Jakarta - Malang nian nasib Muhammad Toriq (2 bulan). Toriq yang kelebihan cairan di kepalanya ini harus tidur di Masjid sambil menunggu hasil pemeriksaan RSCM.....
Kami dari Cilegon, nunggu diperiksa tanggal 24 Februari nanti, sudah setengah bulan tidur di sini," ujar Ripah. (-dari detik)
Sobtz, ini informasi tentang penyakit yang diderita Toriq, dan banyak anak lainnya di Indonesia... (kalau bukan kita, siapa lagi????) 

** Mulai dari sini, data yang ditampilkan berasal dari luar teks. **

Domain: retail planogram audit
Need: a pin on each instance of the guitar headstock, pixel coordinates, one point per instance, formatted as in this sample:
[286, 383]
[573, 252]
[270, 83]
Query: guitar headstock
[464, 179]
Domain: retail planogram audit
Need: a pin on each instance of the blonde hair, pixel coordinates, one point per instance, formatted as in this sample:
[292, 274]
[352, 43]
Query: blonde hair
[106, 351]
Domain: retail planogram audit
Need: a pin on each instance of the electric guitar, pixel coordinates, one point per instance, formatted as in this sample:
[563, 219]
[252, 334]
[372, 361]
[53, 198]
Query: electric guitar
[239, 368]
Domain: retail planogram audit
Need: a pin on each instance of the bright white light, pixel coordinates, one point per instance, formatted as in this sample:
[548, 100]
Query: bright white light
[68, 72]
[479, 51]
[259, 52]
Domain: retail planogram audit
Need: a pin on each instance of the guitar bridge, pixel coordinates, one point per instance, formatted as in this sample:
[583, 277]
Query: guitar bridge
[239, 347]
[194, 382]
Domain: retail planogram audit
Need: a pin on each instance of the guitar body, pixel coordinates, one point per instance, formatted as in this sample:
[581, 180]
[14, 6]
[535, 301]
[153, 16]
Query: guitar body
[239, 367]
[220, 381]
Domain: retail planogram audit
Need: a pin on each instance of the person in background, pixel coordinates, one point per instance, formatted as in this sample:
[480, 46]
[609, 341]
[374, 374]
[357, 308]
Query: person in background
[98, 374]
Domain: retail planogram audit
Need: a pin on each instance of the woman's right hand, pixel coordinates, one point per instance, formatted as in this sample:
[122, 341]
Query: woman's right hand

Hydrochepalus is excessive accumulation of cerebrospinal fluid within the cranium. If persistent and progressive, it is treated by shunt insertion. Recently other methods of treatment were introduced and these will be discussed in the appropriate section.
About 30 years ago before shunts were available children with hydrochepalus, either died or left with severe disability. With the introduction of shunts procedures, hydrocephalic child can lead a reasonable normal life and normal life expectancy.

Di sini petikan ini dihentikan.